There is a lot of sense in proposals that seek to encourage long term investment and share ownership, as in your latest crusade: http://www.economist.com/blogs/schumpeter/2012/02/sustainable-capitalism?fsrc=scn%2Ftw%2Fte%2Fbl%2Fbloodgoreandcapitalism This is a potentially useful tool in moderating the worst excesses of capitalism, but I sense that it will be of only temporary use. That is for two reasons. Firstly, capitalism has a history of reinventing itself. It can move jurisdiction if need me to avoid rules that it does not like and it can punish those that try to do the right thing by taking its capital elsewhere.

For these reasons we would need to exercise great caution in trying to introduce any type of ownership control. In the Unofficial Big Society Green Paper (www.bigsocietygreenpaper.org) it is suggested that what is needed is not control to slow capitalism but social and community competition to make it try harder, and to give it an imperative to willingly submit to rules such as those in your manifesto.
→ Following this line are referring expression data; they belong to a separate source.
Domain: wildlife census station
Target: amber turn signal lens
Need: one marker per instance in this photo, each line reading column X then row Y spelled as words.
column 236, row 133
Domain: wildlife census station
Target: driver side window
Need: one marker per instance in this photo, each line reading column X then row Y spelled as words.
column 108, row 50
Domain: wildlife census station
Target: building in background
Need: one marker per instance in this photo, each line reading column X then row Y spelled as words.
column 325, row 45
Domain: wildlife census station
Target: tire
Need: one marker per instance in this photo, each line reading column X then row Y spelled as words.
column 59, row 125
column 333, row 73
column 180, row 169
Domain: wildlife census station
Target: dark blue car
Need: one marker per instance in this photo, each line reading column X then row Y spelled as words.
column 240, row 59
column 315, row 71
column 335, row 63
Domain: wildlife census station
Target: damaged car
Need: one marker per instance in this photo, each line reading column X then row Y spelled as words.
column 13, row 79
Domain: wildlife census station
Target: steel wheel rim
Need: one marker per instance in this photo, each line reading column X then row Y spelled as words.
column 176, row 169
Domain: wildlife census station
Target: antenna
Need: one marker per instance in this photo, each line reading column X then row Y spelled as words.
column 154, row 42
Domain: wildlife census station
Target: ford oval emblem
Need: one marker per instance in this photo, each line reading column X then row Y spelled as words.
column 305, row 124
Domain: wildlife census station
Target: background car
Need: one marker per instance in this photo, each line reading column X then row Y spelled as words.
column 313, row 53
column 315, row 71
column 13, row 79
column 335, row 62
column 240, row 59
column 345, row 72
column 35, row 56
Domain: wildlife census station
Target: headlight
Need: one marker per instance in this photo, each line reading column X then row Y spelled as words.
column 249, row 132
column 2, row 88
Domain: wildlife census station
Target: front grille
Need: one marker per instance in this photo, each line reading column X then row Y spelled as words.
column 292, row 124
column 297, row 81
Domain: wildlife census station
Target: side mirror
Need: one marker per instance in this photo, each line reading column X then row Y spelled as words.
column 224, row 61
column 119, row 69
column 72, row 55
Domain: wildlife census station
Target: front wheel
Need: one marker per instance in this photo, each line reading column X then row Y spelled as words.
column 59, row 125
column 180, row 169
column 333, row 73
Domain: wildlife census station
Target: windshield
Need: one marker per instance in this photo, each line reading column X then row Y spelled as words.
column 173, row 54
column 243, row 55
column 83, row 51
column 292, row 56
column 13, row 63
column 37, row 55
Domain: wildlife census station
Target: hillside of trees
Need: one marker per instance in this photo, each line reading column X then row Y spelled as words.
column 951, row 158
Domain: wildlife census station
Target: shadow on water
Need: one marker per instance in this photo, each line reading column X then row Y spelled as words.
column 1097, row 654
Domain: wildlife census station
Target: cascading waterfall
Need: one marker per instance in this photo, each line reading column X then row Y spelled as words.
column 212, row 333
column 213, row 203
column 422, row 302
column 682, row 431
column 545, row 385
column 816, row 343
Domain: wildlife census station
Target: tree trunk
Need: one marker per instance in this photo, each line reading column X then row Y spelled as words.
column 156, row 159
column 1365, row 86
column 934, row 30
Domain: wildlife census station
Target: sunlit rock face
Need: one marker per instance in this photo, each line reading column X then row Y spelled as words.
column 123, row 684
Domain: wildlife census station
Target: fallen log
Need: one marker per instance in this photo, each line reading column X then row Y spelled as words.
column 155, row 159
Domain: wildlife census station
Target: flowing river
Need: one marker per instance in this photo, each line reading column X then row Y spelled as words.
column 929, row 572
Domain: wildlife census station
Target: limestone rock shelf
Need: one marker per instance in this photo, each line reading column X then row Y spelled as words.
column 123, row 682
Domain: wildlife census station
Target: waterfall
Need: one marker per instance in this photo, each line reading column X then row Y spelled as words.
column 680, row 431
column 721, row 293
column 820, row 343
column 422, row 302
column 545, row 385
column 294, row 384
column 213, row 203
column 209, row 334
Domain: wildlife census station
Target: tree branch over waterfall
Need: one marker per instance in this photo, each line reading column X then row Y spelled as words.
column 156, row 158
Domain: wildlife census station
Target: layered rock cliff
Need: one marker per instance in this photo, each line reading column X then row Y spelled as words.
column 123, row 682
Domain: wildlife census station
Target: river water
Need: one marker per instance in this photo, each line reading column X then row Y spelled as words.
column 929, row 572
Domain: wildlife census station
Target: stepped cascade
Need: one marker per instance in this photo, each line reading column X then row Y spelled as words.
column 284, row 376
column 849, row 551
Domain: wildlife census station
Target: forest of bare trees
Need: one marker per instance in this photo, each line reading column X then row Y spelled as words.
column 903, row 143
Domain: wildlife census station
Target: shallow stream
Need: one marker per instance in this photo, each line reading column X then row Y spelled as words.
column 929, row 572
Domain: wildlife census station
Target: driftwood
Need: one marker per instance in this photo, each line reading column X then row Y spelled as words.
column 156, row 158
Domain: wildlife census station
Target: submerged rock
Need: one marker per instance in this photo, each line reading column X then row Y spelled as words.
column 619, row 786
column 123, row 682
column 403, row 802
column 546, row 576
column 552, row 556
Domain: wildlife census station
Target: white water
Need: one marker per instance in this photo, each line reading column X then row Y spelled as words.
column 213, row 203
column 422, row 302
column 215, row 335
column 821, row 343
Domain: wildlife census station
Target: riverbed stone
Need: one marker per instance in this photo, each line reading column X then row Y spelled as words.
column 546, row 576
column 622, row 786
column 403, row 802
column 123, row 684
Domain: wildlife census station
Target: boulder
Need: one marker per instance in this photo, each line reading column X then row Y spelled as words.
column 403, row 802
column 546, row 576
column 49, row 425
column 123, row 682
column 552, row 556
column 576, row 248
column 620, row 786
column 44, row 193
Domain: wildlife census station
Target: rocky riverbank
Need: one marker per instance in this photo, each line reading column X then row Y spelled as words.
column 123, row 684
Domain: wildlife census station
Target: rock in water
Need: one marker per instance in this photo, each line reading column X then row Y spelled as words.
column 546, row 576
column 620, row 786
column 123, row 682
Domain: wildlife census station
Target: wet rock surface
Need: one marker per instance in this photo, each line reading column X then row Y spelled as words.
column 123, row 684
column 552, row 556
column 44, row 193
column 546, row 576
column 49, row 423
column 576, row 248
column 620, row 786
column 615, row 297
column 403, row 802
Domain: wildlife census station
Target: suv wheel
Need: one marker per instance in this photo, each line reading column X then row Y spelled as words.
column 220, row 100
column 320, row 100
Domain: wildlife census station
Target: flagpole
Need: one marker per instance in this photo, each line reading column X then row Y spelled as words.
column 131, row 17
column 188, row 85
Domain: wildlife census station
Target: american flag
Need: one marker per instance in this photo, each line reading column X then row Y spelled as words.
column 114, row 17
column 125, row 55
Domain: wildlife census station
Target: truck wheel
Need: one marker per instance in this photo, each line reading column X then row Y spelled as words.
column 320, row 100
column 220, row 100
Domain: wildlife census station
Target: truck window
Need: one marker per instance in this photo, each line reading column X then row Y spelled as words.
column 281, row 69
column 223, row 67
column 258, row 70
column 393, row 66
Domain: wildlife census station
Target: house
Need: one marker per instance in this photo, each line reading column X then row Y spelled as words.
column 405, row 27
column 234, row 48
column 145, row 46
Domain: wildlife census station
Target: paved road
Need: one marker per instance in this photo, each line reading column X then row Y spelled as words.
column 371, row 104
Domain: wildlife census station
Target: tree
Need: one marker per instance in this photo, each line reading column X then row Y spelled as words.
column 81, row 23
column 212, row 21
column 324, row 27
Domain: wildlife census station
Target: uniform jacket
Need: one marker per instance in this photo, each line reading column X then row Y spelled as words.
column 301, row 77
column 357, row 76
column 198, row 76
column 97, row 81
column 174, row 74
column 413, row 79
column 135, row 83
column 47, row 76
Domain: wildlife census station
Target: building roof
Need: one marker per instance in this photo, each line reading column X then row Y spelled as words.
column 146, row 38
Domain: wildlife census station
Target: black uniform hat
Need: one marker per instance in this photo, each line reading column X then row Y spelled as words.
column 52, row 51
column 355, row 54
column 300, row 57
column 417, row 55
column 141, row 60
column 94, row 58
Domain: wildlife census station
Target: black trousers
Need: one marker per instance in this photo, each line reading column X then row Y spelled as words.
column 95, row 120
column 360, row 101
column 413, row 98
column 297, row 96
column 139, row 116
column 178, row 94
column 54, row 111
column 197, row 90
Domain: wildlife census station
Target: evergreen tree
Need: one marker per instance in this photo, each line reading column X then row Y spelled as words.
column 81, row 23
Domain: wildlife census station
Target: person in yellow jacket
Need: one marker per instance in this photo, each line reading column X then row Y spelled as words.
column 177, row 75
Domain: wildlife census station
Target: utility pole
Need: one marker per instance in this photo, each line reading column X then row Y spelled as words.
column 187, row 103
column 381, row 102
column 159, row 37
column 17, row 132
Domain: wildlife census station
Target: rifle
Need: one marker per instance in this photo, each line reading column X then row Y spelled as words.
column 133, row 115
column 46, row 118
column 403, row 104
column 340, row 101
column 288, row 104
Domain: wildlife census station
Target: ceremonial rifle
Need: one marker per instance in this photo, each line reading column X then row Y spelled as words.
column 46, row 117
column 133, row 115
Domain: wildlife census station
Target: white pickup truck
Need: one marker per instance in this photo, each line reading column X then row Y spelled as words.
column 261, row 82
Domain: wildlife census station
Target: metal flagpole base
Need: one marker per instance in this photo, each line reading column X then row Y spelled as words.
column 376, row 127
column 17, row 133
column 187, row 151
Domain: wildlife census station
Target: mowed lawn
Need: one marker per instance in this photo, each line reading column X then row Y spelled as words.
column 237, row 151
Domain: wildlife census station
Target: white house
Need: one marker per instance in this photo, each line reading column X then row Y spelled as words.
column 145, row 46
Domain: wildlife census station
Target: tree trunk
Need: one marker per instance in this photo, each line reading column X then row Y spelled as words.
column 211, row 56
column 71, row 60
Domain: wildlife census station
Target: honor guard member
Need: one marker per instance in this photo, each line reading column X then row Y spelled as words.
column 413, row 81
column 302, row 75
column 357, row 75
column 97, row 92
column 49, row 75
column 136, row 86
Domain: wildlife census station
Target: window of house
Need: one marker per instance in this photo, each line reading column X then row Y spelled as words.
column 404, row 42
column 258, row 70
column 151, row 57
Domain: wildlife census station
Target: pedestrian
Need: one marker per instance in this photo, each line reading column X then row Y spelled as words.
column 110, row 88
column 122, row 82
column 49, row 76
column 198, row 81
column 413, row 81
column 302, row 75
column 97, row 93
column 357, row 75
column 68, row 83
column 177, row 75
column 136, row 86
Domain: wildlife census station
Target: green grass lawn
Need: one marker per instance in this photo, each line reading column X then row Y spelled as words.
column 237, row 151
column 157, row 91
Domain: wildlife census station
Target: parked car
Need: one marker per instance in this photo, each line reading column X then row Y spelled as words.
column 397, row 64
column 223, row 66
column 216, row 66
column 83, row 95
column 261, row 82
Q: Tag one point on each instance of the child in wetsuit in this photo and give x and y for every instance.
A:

I think we agree on many things but essentially our approaches are very different. I have no confidence that capitalism can be controlled by law or re-trained by coercion. My instinct is that the only thing that will change it is a pure commercial imperative. Do this to compete or lose the battle is the thrust of my approach. It is a 'ground up' system which restores flows of capital across society and deliberately leaves capitalism to work out its response, rather than any type of legislative attack on the capitalist system.

This I think has a much better chance of success and a much greater potential to establish a truly sustainable economy, which is fair to all participants.